Matérias Prejudicadas pelo Resultado

Por consequência da decisão de inadmissibilidade processual, as demais matérias ficaram prejudicadas:

  • Rendimentos tributáveis e retenção na fonte: A discussão sobre o montante de R$ 14.094,73 e a retenção de R$ 942,01 não foi analisada no âmbito administrativo;
  • Juros de mora: A alegação de que seriam indevidos os juros moratórios, em razão da suspensão da exigibilidade por depósito judicial, também restou prejudicada e deve ser apreciada exclusivamente na esfera judicial.

Impacto Prático para Contribuintes

Regra: Não Há Espaço para Dois Litígios

Este acórdão reforça uma jurisprudência consolidada: contribuinte que propõe ação judicial sobre matéria fiscal renúncia automaticamente ao direito de recorrer na esfera administrativa. A opção entre contencioso administrativo e contencioso judicial é excludente.

Na prática, significa que:

  • Se há ação judicial em andamento, o recurso administrativo será não conhecido;
  • Se o contribuinte deseja discutir no CARF, deve desistir da ação judicial (ou vice-versa);
  • A ordem das ações não importa: pode haver ação antes ou depois do lançamento;
  • Qualquer “modalidade processual” (ação ordinária, mandado de segurança, ação rescisória, etc.) enseja a renúncia.

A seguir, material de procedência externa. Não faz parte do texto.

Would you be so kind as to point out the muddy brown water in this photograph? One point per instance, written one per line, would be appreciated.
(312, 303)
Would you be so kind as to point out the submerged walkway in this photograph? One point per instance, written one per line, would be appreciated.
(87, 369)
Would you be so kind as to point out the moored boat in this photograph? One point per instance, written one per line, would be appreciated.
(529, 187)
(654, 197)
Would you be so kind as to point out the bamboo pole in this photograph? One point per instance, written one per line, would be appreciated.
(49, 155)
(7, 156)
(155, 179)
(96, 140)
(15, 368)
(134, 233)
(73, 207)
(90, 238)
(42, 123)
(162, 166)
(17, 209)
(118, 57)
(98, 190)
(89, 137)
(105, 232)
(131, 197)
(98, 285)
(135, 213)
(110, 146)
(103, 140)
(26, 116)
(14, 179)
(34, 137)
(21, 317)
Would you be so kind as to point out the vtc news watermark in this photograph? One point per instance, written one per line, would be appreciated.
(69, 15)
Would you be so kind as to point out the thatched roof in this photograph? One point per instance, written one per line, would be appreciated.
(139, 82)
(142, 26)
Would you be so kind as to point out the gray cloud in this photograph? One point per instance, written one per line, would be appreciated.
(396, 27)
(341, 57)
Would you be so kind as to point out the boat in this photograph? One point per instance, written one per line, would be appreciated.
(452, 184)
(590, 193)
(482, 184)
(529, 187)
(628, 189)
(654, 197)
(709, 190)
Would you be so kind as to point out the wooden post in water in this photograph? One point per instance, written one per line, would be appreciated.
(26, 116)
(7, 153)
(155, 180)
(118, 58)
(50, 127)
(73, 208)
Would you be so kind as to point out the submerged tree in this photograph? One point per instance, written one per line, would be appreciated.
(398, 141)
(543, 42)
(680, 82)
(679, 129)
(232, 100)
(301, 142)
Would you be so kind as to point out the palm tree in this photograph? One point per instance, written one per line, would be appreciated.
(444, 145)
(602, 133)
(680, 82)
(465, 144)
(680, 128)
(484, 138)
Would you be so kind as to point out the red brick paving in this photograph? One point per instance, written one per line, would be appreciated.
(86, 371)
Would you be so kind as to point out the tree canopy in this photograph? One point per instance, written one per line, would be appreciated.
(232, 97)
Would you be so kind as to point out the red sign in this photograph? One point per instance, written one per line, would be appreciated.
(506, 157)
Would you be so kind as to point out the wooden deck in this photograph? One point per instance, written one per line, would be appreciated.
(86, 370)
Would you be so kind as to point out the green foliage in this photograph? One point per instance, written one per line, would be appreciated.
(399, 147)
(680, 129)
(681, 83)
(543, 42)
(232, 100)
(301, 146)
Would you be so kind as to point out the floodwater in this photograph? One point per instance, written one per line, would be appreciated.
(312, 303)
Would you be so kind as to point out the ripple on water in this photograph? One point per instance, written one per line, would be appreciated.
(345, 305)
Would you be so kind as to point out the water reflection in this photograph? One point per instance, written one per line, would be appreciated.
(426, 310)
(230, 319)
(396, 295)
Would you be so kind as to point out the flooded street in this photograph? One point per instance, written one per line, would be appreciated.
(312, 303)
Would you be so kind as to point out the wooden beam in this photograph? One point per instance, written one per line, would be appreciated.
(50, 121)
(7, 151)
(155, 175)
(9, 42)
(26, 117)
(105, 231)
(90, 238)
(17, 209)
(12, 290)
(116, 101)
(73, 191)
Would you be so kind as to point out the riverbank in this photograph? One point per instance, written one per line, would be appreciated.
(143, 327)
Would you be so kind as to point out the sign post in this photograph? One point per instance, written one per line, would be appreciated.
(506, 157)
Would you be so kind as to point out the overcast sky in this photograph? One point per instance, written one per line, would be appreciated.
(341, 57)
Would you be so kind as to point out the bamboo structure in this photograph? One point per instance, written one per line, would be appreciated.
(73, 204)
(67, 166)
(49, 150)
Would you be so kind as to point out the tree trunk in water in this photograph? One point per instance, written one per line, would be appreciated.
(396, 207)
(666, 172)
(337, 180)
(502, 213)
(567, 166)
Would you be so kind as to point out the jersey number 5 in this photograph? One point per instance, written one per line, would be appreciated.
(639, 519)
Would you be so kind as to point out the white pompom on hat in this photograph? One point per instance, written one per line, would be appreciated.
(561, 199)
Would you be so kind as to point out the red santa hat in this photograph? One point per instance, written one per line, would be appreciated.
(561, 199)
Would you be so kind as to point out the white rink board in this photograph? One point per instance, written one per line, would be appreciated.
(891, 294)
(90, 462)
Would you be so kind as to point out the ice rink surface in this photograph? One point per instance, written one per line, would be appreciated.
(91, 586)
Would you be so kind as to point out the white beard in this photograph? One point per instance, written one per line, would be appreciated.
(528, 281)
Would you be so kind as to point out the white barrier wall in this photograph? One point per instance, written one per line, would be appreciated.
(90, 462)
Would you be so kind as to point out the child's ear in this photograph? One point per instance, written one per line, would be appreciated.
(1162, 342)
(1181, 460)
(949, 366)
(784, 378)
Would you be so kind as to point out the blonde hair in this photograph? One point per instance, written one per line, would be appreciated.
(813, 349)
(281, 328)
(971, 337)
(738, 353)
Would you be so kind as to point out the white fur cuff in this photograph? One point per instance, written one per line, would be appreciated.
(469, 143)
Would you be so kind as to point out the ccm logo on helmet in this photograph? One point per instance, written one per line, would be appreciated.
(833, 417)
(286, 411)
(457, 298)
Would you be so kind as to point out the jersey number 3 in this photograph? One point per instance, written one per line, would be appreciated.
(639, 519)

Cuidado: Depósito Judicial Não Afasta a Regra

O contribuinte neste caso argumentou que o depósito judicial integral e a suspensão da exigibilidade justificariam a análise administrativa. O CARF rejeitou: o simples fato de haver ação judicial paralela é suficiente para aplicar a Súmula nº 1, independentemente de depósito ou outras circunstâncias processuais.

Implicações para Planejamento Tributário

Contribuintes e seus consultores devem observar:

  • Antecipação de risco: Antes de propor ação judicial, avaliar se a defesa administrativa pode ser mais vantajosa ou rápida;
  • Litispendência preventiva: Algumas empresas propõem ações judiciais para “preservar direitos”, mas devem estar cientes de que isso bloqueia o recurso administrativo;
  • Coordenação processual: Se há risco de autuação, é essencial definir a estratégia (judicial ou administrativa) antes de qualquer movimento;
  • Mandado de segurança: Mesmo mandado de segurança (ação de direito público por excelência) acarreta a renúncia ao contencioso administrativo, conforme jurisprudência consolidada.

Jurisprudência e Precedentes

A Súmula CARF nº 1 é jurisprudência consolidada, originária de decisões reiteradas. Este acórdão reafirma sua aplicação, sem margem para exceções. A regra está fundamentada na adoção, pelo sistema jurídico pátrio, do princípio de jurisdição única, que impede a coexistência de dois processos distintos (administrativo e judicial) sobre idêntico objeto.

A decisão é unânime, o que reforça a solidez da jurisprudência e não deixa espaço para interpretações divergentes na 1ª Turma Extraordinária.

Conclusão

O acórdão 2001-007.614 reafirma a regra de ouro do contencioso administrativo tributário: propor ação judicial concomitante renúncia ao direito de recurso administrativo. Não há espaço para litigância paralela em matéria tributária.

Para contribuintes, a lição é clara: é necessário escolher um único caminho (administrativo ou judicial) e persegui-lo até suas últimas consequências. Tentativas de discutir a mesma matéria em dois foros resultam em bloqueio automático do contencioso administrativo, conforme a Súmula CARF nº 1. Este acórdão não deixa margem para dúvidas.